US 12,450,871 B2
Enabling feature importance using Siamese autoencoders for effective image change detection
Satish Kumar Mopur, Bangalore (IN); Gunalan Perumal Vijayan, Bangalore (IN); Shounak Bandopadhyay, Bangalore (IN); and Krishnaprasad Lingadahalli Shastry, Bangalore (IN)
Assigned to Hewlett Packard Enterprise Development LP, Spring, TX (US)
Filed by HEWLETT PACKARD ENTERPRISE DEVELOPMENT LP, Houston, TX (US)
Filed on Mar. 29, 2022, as Appl. No. 17/707,612.
Prior Publication US 2023/0316710 A1, Oct. 5, 2023
Int. Cl. G06V 10/762 (2022.01); G06N 3/045 (2023.01); G06V 10/776 (2022.01); G06V 10/82 (2022.01)

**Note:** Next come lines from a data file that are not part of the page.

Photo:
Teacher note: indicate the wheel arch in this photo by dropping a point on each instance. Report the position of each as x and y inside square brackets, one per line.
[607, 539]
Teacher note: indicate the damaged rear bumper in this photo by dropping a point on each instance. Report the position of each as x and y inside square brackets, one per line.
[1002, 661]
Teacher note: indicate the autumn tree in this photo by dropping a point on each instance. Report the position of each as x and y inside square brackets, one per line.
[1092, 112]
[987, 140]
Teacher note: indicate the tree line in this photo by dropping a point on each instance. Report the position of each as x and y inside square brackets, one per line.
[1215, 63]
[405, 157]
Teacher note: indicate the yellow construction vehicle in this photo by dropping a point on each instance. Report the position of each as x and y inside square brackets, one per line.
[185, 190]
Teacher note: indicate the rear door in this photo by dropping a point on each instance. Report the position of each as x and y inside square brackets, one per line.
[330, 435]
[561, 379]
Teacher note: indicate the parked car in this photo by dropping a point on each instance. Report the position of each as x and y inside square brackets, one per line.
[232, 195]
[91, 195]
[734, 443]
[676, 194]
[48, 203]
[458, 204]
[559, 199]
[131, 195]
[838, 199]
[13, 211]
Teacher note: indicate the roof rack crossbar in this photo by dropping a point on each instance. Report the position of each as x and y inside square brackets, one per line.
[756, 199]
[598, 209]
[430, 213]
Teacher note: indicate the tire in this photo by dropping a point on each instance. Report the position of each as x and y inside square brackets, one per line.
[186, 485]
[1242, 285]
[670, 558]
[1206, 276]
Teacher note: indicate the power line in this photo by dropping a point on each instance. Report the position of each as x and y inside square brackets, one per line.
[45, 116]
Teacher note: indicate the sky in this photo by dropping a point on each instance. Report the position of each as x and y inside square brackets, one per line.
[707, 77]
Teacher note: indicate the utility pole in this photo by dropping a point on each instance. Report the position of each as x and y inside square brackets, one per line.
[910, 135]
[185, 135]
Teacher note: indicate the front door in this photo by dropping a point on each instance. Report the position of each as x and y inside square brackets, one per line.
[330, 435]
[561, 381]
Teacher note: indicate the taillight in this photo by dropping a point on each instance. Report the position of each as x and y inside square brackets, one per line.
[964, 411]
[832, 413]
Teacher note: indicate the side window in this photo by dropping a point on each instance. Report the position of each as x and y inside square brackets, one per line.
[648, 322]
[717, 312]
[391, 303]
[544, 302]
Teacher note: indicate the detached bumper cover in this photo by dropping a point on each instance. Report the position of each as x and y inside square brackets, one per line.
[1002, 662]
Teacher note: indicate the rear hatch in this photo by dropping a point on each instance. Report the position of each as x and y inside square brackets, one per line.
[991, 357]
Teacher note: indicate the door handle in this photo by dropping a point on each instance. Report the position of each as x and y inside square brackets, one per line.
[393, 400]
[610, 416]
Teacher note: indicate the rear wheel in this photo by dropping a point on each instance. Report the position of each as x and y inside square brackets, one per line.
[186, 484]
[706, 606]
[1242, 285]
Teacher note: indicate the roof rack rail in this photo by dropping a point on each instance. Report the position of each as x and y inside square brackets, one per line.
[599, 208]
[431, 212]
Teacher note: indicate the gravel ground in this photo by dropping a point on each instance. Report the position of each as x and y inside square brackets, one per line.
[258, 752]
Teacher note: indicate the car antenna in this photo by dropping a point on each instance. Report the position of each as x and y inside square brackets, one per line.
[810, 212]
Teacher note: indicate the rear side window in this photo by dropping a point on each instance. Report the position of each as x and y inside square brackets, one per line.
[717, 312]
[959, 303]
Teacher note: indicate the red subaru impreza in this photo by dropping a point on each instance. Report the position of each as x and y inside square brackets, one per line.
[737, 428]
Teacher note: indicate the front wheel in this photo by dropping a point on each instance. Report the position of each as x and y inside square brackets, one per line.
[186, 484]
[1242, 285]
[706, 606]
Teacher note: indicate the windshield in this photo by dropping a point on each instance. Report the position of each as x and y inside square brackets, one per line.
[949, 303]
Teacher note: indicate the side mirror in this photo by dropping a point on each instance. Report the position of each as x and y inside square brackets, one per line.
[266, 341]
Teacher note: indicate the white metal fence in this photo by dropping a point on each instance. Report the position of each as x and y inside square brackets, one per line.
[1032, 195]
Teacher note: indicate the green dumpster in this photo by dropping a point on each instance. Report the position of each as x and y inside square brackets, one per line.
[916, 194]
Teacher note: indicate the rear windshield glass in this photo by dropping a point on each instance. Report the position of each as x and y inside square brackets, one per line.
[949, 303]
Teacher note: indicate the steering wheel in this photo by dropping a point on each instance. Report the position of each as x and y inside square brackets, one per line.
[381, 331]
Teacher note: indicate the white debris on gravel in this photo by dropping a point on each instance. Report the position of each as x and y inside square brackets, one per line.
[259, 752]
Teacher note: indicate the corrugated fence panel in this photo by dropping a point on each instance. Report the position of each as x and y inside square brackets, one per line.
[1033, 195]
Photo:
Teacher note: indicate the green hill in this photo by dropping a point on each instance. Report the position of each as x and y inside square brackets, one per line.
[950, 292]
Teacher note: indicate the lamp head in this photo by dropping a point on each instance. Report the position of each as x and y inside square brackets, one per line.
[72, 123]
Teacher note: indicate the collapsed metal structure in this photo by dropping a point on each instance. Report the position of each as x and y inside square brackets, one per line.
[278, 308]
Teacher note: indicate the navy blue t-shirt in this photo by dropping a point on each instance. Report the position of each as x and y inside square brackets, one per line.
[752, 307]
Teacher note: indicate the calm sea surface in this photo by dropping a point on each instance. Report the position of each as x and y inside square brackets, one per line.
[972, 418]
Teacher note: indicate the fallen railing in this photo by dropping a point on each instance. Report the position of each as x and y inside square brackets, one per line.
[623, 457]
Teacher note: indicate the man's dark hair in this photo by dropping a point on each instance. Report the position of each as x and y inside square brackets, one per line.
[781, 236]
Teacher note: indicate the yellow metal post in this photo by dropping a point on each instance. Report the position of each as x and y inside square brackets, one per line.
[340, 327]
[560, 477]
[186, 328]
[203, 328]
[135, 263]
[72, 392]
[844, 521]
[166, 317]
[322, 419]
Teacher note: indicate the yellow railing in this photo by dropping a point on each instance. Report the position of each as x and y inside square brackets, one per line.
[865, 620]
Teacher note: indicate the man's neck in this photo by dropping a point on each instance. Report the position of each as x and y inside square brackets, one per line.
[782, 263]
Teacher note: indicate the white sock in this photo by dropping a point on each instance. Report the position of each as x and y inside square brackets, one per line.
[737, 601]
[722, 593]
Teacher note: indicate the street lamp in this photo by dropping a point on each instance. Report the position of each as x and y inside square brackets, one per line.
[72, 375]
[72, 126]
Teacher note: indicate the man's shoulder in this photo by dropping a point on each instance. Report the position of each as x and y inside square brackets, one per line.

CPC G06V 10/763 (2022.01) [G06N 3/045 (2023.01); G06V 10/776 (2022.01); G06V 10/82 (2022.01)] 20 Claims
OG exemplary drawing
 
1. A computing device comprising:
a memory; and
one or more processors that are configured to execute machine readable instructions stored in the memory for performing a method comprising:
initiating a training process of a Siamese AutoEncoder, wherein the Siamese AutoEncoder detects dissimilarities between a first pair of images, and wherein the Siamese AutoEncoder comprises two sub neural networks that are each configured to:
generate a feature vector on the first pair of images to create two feature vectors of the first pair of images, and
compare the two feature vectors to detect the dissimilarities;
during the training process:
receiving a second pair of images;
providing the second pair of images to an encoder and a decoder of the Siamese AutoEncoder to generate a decoded second pair of images;
initiating fine tuning of a first loss function and a second loss function with the decoded second pair of images, wherein the first loss function is an adaptive margin loss function that includes an upper margin value and a lower margin value and the second loss function is a contrastive loss function that uses the decoded second pair of images that are dissimilar within a margin value;
determining a similarity value associated with the decoded second pair of images using the first loss function and the second loss function; and
generating an output of image features based on the similarity value.